- Directed by: François Campaux
- Written by: François Campaux
- Produced by: François Campaux; Maurice Juven;
- Starring: Ludmilla Tchérina; Odile Versois; Yves Vincent;
- Cinematography: Jacques Lemare
- Edited by: Michelle David
- Music by: René Sylviano
- Production company: Prodex
- Distributed by: Les Films Fernand Rivers
- Release date: 5 December 1952;
- Running time: 93 minutes
- Country: France
- Language: French

= Grand Gala =

1952 film

Grand Gala is a 1952 French drama film directed by François Campaux and starring Ludmilla Tchérina, Odile Versois and Yves Vincent.
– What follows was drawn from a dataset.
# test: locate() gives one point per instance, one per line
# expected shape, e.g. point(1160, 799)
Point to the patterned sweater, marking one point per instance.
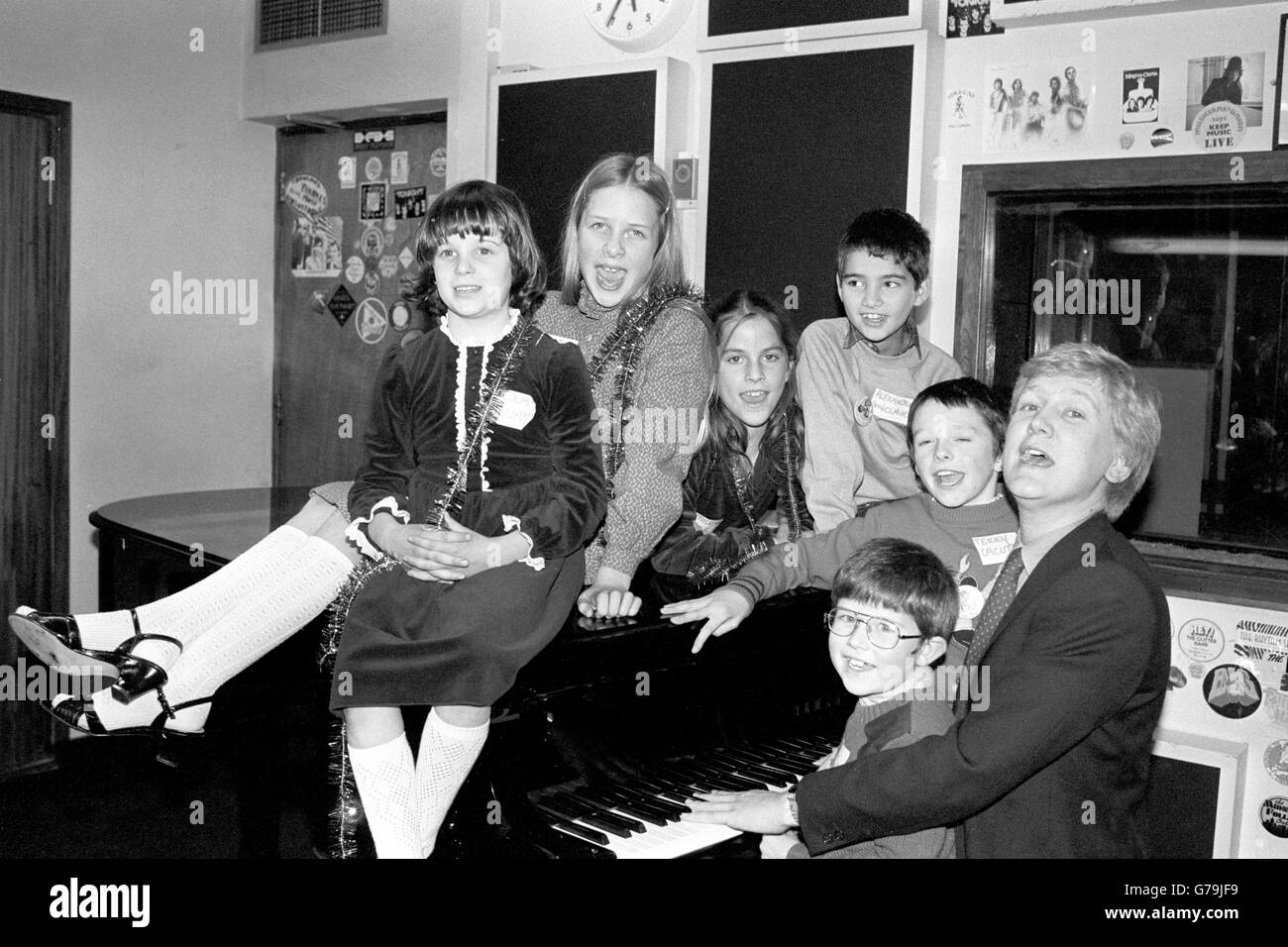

The film's sets were designed by the art directors Raymond Gabutti and Robert Gys.

==Synopsis==
Pierre a soldier serving in French Morocco and Monique a dancer get married when he is discharged from the military. However, in Paris he fails to find any work while she enjoys success. He decides to go to Morocco in order to breed horses. Monique accompanies him, but grows jealous of his closeness to Anna a young widow who is passionate about horses.

==Cast==
- Ludmilla Tchérina as Monique
- Odile Versois as Anna
- Yves Vincent as Pierre Bouvais
- Pierre Larquey as M. Punch, le clown
- André Gabriello as Michel
- Yvonne Alexander as Une danseuse
- Monique Aïssata as Zizi
- Olga Baïdar-Poliakoff as Poupoul
- Thomy Bourdelle as Robert
- Raoul Celada as Un danseur
- Annie Chartrette as Nadia
- Richard Flagey
- Anne-Marie Mersen
- Michel Rayne as Un danseur

== Bibliography ==
- Philippe Rège. Encyclopedia of French Film Directors, Volume 1. Scarecrow Press, 2009.